All Critics (17) | Top Critics (7)

Audience Reviews for La Chinoise

  • Aug 19, 2011
    Political alienation and brain-washing is the center of Godard's improvisatory, "metaflimic" masterpiece that showcases the implications of brainless theoretical fanatism before the stage of finding out that those "clear images" sought won't come out of the blue if such theory is not put into practice. The metaphysical merging of philosophy and alternate thought in the minds of these pretentious students juxtaposed with Godard's metafilm jokes clearly emphasize this point of madness: political sides can be questioned, but true politics are constructed from own actions with clearly defined purposes behind. Marvellous intellectual discussion. Very, very impressive, Mr. Godard! 99/100
    Edgar C Super Reviewer
  • Mar 15, 2011
    So it's a satire? I struggled to understand what this film is about throughout most of the ninety-five minutes, and I blame part of my struggles on my own ignorance: I don't know the time, the political climate, or Godard well enough to have any context. What I do know is that this film is remarkably hard to watch. It's either too-deft satire or preaching with the fervor that would make a Baptist minister blush. It's either a disjointed film in the tradition of Brian De Palma's Hi, Mom or so post-structural that even Jacques Derrida is screaming, "What the fuck?" Either way, what I said about Masculin Feminin is not true here: though it is jumbled, it is not ultimately compelling. Rather, its effect is repelling.
    Jim H Super Reviewer
  • Apr 24, 2010
    political diatribe from a trio of college kids bored during one summer in Paris. I thought the film was boring and only the two female actresses kept my interest (and that was for their appearance, not their acting). Only for Godard enthusiasts, otherwise pass.
    alan j Super Reviewer
  • Feb 09, 2010
    One of Jean-Luc Godard's most bluntly political works, "La Chinoise" is not easy to watch. The characters recite speeches and quotes more than they "act," and the film is so packed with harsh edits and two-layer dialogue that watching it may require a few rest breaks. Furthermore, people not fluent in French (this includes me) will be handicapped because the subtitles do not adequately cover all the overlapping talk, radio announcements and handwritten text that flood the frames. (Suffice to say that walls and blackboards are never wasted if they present an opportunity to display slogans or lecture notes.) At first glance, "La Chinoise" comes off like a movie about ideology alone, where actors only serve to deliver Godard's agitprop rather than to exist as personalities.
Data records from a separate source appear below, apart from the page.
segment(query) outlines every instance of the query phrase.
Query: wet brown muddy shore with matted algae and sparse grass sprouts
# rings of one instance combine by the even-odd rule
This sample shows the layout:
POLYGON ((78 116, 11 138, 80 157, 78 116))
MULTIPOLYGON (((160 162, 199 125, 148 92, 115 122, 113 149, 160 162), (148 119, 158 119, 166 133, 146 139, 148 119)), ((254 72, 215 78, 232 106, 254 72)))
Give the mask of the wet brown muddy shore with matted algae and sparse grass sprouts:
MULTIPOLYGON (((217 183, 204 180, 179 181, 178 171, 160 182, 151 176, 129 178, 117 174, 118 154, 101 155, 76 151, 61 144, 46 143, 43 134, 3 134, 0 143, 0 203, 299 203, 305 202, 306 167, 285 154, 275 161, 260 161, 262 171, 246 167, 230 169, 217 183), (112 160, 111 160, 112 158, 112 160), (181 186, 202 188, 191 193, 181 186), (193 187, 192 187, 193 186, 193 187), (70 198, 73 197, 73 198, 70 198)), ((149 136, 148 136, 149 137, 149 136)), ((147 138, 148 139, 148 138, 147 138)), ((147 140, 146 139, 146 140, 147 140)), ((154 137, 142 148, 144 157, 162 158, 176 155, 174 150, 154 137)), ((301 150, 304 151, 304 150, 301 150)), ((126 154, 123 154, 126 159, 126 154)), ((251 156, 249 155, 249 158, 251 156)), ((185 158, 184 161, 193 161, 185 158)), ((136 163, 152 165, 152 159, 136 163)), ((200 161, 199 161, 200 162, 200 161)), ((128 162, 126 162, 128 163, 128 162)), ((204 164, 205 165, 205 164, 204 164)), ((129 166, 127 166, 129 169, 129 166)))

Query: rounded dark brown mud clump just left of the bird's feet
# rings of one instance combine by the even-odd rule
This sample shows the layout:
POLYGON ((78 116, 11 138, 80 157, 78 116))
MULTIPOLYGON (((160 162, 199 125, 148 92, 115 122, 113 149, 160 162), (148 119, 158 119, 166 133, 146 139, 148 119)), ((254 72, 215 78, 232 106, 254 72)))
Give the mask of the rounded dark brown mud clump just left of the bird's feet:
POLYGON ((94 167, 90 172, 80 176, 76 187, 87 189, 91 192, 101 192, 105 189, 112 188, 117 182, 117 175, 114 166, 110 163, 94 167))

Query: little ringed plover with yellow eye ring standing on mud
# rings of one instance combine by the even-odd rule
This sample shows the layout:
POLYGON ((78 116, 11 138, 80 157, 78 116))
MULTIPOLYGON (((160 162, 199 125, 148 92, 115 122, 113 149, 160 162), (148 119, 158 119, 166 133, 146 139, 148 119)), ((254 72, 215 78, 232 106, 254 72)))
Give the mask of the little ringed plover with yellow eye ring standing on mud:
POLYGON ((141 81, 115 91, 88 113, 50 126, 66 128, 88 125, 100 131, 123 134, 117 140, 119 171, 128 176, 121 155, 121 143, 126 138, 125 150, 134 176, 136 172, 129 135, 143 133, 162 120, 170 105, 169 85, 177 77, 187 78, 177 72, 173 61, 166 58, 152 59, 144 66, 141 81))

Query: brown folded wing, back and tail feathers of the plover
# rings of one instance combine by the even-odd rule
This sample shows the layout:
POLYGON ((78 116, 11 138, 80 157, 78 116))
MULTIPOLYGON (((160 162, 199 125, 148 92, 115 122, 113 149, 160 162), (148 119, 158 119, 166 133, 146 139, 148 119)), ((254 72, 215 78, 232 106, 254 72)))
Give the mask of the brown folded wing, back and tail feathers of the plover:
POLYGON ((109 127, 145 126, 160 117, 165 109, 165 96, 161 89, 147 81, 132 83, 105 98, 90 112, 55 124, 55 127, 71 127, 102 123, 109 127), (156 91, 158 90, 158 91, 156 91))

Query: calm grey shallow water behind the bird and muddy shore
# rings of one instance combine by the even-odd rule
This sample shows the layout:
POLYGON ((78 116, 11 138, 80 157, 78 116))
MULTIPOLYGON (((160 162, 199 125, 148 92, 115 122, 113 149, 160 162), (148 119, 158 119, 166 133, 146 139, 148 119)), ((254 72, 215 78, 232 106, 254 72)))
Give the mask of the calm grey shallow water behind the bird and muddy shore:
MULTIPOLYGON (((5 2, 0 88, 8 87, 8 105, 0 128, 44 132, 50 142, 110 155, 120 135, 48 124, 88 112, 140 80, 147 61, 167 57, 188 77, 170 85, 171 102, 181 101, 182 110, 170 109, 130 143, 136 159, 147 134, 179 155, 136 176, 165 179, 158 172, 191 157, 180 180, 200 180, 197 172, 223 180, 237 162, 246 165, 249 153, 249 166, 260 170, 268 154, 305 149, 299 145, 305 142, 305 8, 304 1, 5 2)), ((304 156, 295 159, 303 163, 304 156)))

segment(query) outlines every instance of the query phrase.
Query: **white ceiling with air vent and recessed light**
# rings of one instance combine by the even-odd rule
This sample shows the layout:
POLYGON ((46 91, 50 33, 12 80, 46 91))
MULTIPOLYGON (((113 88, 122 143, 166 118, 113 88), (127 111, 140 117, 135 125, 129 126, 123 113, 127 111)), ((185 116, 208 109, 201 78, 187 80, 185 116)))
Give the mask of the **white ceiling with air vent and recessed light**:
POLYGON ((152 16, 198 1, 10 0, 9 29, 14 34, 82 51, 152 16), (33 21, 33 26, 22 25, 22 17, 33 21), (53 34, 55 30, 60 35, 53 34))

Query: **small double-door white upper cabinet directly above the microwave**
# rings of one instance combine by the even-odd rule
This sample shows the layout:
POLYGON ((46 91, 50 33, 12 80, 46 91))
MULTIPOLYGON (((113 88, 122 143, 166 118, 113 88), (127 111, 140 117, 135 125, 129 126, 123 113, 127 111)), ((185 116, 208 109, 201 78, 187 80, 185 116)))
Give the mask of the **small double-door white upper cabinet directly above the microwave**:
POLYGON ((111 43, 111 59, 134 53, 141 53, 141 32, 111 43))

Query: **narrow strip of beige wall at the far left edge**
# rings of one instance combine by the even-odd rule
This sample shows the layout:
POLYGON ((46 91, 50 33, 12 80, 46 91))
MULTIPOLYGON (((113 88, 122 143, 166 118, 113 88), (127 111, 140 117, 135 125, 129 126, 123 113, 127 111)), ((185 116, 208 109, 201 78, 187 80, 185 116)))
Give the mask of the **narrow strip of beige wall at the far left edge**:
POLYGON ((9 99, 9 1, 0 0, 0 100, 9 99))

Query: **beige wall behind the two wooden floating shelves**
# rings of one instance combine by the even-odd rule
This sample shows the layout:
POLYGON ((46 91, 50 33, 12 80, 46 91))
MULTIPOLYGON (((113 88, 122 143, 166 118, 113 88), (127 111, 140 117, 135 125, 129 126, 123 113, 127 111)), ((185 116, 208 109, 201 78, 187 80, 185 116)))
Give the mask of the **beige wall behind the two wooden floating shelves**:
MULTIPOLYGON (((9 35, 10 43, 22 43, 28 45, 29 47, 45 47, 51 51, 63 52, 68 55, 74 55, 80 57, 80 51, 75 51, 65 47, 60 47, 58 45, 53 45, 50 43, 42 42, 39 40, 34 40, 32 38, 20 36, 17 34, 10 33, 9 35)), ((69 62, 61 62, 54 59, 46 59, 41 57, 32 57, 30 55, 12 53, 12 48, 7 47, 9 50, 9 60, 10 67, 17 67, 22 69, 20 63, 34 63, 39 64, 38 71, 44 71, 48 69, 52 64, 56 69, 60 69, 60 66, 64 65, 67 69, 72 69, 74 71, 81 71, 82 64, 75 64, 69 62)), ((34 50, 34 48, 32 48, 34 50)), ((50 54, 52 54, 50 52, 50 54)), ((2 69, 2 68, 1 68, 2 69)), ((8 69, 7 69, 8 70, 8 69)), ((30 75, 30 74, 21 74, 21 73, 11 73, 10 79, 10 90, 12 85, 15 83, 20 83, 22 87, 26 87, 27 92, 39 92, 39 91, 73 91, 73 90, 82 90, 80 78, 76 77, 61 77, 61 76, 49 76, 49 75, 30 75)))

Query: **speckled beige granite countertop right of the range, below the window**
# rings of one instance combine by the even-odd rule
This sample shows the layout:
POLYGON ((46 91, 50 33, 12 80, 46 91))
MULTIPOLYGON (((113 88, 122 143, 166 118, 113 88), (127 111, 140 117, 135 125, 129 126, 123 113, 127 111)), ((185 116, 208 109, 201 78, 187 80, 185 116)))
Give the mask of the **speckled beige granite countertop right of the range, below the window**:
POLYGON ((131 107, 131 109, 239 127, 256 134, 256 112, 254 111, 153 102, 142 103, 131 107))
But eventually, a sense of narrative emerges. The story -- loosely based on Dostoyevsky's novel "The Possessed" -- centers on a small group of student radicals who share an apartment. They are financially comfortable and a bit sheltered from the real world, and this inexperience is crucial. Their passionate exchanges of Marxist/Maoist doctrine and complaints about society initially seem presented as weighty truths, but the students' naivete is more than evident by the film's end. Godard's own position remains ambiguous -- he seems to crave the oft-discussed socialist revolution, but just doesn't trust these kids to lead it. Jean-Pierre Leaud and Anne Wiazemsky (Godard's one-time wife) are engaging in difficult roles, while the shots are attractively overloaded with primary yellows, blues and (especially) reds. Notable elements include an extended train dialogue between Wiazemsky and philosopher Francis Jeanson, a botched assassination, a catchy Marxist pop song, novelty guns that transform into radios and movie cameras, Leaud's depiction of international policies via a table of country-themed sunglasses and Juliet Berto's comic portrayal of a Vietnamese peasant attacked with toy planes. Copies of Mao Tse-Tung's "Little Red Book" are absurdly piled everywhere, and of course Godard inserts plenty of clapboard shots and jarring photo stills to prevent anyone from becoming too comfortable.